Le Hamster de Roborovski (Phodopus roborovskii), ou Hamster nain de Roborovski, parfois orthographié Roborowski[1], est une espèce de mammifères rongeurs de la famille des Cricetidae. C'est un hamster nain qui a été découvert par Konstantin Satunin en 1903 dans les steppes et les zones désertiques de Mongolie et du nord de la Chine. C'est un micromammifère craintif qui est parfois élevé en captivité dans les laboratoires ou comme animal de compagnie.

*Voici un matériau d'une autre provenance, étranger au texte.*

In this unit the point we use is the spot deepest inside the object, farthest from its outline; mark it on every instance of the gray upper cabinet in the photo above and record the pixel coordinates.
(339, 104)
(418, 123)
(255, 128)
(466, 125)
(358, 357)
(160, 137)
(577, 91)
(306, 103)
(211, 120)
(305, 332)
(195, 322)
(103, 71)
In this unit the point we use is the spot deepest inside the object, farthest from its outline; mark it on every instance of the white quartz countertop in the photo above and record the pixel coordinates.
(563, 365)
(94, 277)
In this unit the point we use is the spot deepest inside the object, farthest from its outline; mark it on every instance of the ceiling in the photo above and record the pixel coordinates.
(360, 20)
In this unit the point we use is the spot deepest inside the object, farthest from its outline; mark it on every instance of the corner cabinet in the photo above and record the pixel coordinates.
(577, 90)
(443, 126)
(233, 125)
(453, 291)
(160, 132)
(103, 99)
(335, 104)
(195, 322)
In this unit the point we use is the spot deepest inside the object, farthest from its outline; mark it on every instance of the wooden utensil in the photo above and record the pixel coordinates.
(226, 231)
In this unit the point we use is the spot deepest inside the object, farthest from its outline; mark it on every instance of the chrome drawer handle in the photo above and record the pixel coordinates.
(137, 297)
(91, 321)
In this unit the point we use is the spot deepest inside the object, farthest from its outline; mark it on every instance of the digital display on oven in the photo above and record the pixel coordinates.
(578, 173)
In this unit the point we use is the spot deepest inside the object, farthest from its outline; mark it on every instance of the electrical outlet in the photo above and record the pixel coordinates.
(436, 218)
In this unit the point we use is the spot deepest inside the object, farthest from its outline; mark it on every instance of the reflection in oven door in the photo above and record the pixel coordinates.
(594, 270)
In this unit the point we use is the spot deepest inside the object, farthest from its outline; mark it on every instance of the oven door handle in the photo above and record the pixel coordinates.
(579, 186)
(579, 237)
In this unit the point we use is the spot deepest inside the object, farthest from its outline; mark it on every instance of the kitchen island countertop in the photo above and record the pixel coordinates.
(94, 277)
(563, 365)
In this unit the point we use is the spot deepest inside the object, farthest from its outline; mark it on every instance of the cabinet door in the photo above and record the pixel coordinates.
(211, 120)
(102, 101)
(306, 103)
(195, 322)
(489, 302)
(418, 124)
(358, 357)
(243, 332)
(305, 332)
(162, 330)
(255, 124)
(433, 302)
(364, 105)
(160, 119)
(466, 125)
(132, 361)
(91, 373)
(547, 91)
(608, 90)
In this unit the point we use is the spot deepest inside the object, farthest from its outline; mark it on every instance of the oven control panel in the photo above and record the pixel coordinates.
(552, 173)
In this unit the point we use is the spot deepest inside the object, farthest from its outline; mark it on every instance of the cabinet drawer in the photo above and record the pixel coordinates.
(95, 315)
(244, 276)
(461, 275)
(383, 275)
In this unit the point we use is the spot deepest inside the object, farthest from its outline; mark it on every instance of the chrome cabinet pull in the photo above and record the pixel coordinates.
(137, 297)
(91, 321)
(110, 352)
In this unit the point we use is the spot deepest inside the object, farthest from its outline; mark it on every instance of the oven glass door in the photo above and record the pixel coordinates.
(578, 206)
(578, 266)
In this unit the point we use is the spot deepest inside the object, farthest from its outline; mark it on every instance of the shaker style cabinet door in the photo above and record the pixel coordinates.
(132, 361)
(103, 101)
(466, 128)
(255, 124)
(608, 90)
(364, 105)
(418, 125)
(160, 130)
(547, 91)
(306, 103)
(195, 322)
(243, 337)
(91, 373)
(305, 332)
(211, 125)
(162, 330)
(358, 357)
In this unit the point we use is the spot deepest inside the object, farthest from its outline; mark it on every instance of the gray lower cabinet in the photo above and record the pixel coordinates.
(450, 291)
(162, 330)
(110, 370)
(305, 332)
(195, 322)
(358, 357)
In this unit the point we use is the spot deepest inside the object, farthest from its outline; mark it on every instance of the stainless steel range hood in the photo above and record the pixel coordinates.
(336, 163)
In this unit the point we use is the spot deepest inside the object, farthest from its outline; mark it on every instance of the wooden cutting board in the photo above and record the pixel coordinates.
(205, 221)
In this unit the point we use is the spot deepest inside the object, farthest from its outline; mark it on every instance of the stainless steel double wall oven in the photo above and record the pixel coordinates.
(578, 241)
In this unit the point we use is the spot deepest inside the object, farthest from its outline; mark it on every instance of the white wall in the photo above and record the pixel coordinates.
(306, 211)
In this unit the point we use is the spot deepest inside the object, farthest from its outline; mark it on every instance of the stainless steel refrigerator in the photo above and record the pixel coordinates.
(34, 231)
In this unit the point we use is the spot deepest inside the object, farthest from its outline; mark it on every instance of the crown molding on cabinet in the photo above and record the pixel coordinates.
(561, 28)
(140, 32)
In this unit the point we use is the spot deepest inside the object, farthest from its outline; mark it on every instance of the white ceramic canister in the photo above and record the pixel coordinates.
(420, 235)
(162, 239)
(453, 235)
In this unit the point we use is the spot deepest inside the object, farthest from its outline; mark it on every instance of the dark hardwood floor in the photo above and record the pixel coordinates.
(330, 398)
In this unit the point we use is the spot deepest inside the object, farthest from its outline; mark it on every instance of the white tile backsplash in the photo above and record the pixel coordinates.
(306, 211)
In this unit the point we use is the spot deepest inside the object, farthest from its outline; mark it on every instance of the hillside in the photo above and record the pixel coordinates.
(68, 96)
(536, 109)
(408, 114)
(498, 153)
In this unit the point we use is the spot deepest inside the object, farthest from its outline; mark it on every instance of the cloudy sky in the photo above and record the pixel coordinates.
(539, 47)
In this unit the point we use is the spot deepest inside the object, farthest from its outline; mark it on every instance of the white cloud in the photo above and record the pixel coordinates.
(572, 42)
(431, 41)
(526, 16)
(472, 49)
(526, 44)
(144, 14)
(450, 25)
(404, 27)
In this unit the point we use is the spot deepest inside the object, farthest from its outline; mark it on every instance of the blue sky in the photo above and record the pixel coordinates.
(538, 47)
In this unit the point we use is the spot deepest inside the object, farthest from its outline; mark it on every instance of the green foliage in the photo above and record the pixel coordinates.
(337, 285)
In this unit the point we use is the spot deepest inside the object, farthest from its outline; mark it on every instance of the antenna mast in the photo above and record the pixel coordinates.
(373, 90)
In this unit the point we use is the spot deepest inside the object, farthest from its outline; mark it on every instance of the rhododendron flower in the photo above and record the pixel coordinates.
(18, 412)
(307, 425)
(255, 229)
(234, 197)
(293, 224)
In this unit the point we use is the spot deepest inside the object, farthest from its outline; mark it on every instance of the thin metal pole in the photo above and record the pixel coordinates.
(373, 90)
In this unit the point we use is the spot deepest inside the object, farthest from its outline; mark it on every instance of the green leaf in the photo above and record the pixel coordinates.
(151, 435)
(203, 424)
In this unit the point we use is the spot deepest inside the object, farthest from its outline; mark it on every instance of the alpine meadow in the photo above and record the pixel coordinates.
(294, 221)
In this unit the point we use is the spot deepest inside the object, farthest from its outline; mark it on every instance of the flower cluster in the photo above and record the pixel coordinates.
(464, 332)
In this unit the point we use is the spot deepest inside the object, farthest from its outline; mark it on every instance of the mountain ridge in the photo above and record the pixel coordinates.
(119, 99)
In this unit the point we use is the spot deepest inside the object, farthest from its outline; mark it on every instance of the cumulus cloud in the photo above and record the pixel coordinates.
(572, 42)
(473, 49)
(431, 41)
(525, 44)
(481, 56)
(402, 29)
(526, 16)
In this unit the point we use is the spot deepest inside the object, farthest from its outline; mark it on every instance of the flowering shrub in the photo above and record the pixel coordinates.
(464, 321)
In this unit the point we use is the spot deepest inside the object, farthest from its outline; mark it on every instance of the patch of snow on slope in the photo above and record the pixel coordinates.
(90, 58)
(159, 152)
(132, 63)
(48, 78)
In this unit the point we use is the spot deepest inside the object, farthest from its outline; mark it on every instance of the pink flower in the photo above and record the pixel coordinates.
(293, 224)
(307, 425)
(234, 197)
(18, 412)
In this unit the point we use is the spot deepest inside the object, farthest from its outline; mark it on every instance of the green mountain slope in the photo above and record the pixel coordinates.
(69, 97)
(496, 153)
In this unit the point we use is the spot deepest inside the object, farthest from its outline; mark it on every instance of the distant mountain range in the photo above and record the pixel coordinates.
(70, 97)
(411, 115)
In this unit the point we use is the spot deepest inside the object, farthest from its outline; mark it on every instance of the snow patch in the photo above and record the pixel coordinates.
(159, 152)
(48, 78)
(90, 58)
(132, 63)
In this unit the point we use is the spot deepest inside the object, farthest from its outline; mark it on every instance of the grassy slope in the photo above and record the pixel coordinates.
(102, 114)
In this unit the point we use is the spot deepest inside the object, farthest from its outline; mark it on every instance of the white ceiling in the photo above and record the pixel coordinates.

Nomenclature et systématique[modifier | modifier le code]

L’animal doit son nom à un explorateur, le géographe Vsevolod Ivanovitch Roborovski (1856-1910), qui a notamment collaboré avec le naturaliste Nikolaï Mikhaïlovitch Prjevalski. Les noms binomiaux synonymes de Phodopus roborovskii sont P. bedfordiae, P. praedilectus, P. przewalskii[2].

Caractéristiques[modifier | modifier le code]

Le poids de cette espèce varie significativement en fonction des saisons. Il diminue en septembre, atteignant 17 g pour les femelles et 19 g pour les mâles. Il augmente en décembre pour atteindre son maximum à la fin du printemps. Les femelles pèsent alors 21 g et les mâles 27 g en moyenne. Il s'agit de la plus petite espèce de hamster au monde, l'adulte mesure entre 5,3 et 8,1 cm de long. La queue mesure de 7 à 11 mm[2].

Comme tous les hamsters nains, le Hamster de Roborovski a quatre doigts aux pattes antérieures, et possède des abajoues, qui lui permettent principalement de transporter de la nourriture. Il possède une ouïe fine et un odorat très développé.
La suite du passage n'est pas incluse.